The impact of pub rock was strategic rather than musical, as the documentary implicitly illustrated. The pub rock managers persuaded countless London pub landlords to rent out their backrooms as music venues, so that the ever-evolving Londoner got used to going out to see bands live that otherwise they wouldn’t have known existed. The only bands that transcended the pedestrian predictability of many of these rock'n'roll nostalgists were Kilburn & the Highroads, Dr Feelgood and fellow Canvey Island rockers Eddie & the Hotrods. The rest were - if not despised by the punks - certainly seen as irrelevant, which is arguably just as damning.
So, what of glam rock then? Well, we got a glimpse of that recently discovered footage of Bowie doing “The Jean Genie” on Top of the Pops (see video below), and Adam Ant saying, “There would have been no punk rock without glam”, but that was about it. Yet the punk generation were in their early to late teens when Bowie and Bolan first thrust their sexual ambiguity into the faces of the British public. Surely this made it almost inevitable that those who delighted in the affront would in turn want to shock or disconcert once they’d got hold of their first guitar. But long hair had been done, 20-minute guitar solos had been done, and sex had been done. So what was left? Pantomime anger and slapstick nihilism.
Returning to cultural revisionism for a moment, Strange’s touchingly romantic notion of a baton of protest being handed on, because the first Sex Pistols gig occurred just a couple of months after America’s surrender in Vietnam, verged on parody: if history isn’t made then make up history. But who could blame him for joining in the game? Documentaries like this are a licence to self-aggrandise - even for those who were on the periphery of what's being retrospectively spot-lit. And of course you could almost hear the director lapping it up.
Talking of America, here was the other curious hole in this programme. American rock was a huge influence on this first generation of UK punks, yet there was no mention of Iggy Pop, The Flaming Groovies, Alice Cooper or even The Ramones (pictured). The first UK punk rock single, The Damned’s “New Rose”, was absolutely steeped in The Ramones - I’d even go as far as to suggest this record wouldn’t have existed without The Ramones' first album as a template. But then up pops the producer of “New Rose”, Nick Lowe (one of the aforementioned pub rockers keeping up with the times), to call the record “startlingly original”. What? Did he really just say that? Surely such nonsense could have been balanced with a clip of The Ramones going through their almost identical paces on just about every one of their songs. Ramones was released in April of 1976, “New Rose” came out in September. And The Ramones had been knocking out fuzzy, wall-of-noise, two-minute dumb-ass speed rock since 1974.
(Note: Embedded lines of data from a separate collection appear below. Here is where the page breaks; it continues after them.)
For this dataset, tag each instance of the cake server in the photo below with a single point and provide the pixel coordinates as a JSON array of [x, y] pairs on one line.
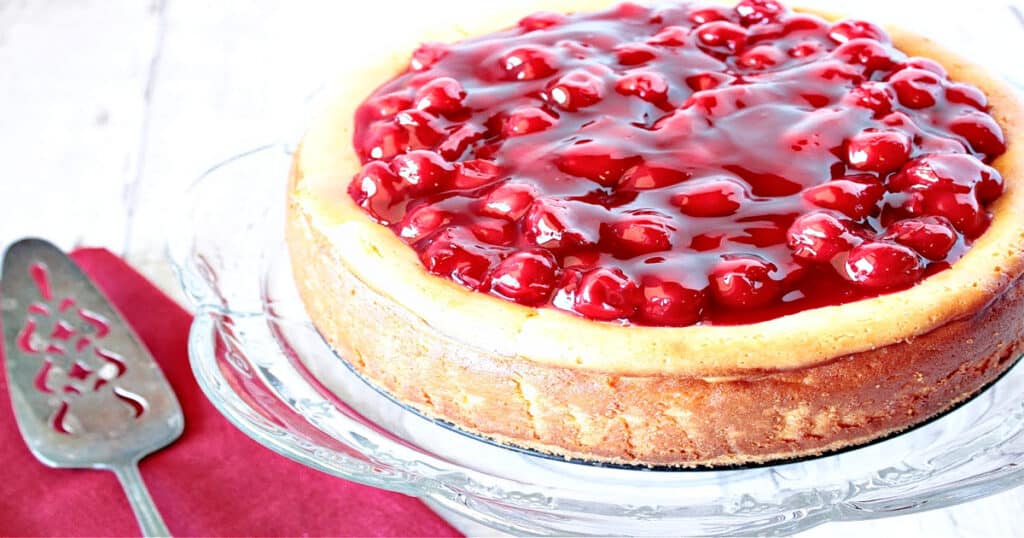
[[86, 392]]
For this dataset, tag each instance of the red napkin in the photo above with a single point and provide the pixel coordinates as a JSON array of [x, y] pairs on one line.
[[214, 481]]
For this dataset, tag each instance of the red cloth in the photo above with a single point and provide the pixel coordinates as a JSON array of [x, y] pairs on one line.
[[214, 481]]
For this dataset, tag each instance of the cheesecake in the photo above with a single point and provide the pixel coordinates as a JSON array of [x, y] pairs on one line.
[[666, 235]]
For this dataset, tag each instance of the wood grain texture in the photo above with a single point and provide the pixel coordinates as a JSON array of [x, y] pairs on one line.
[[109, 107]]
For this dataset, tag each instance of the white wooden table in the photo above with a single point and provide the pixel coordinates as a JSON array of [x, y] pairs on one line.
[[107, 107]]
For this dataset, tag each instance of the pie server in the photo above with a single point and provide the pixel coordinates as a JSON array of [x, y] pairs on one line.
[[86, 394]]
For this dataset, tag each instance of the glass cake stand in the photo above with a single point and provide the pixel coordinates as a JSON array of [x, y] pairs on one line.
[[251, 336]]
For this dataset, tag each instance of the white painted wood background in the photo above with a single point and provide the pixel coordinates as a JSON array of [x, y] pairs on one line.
[[107, 107]]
OK, so this was Punk Britannia not Punk: A Proper Objective History. But would a smidgen of international context really have damaged our oh-so-delicate British pride, even in this bunting-festooned Diamond Olympic Jubilee of a year? On the plus side, a cast list which also included John Lydon, Billy Idol, Paul Weller, the great Wilko Johnson and a disconcertingly Thatcher-esque Caroline Coon at least made the hour pass quickly. Perhaps parts two and three will edge a little nearer to some kind of truth.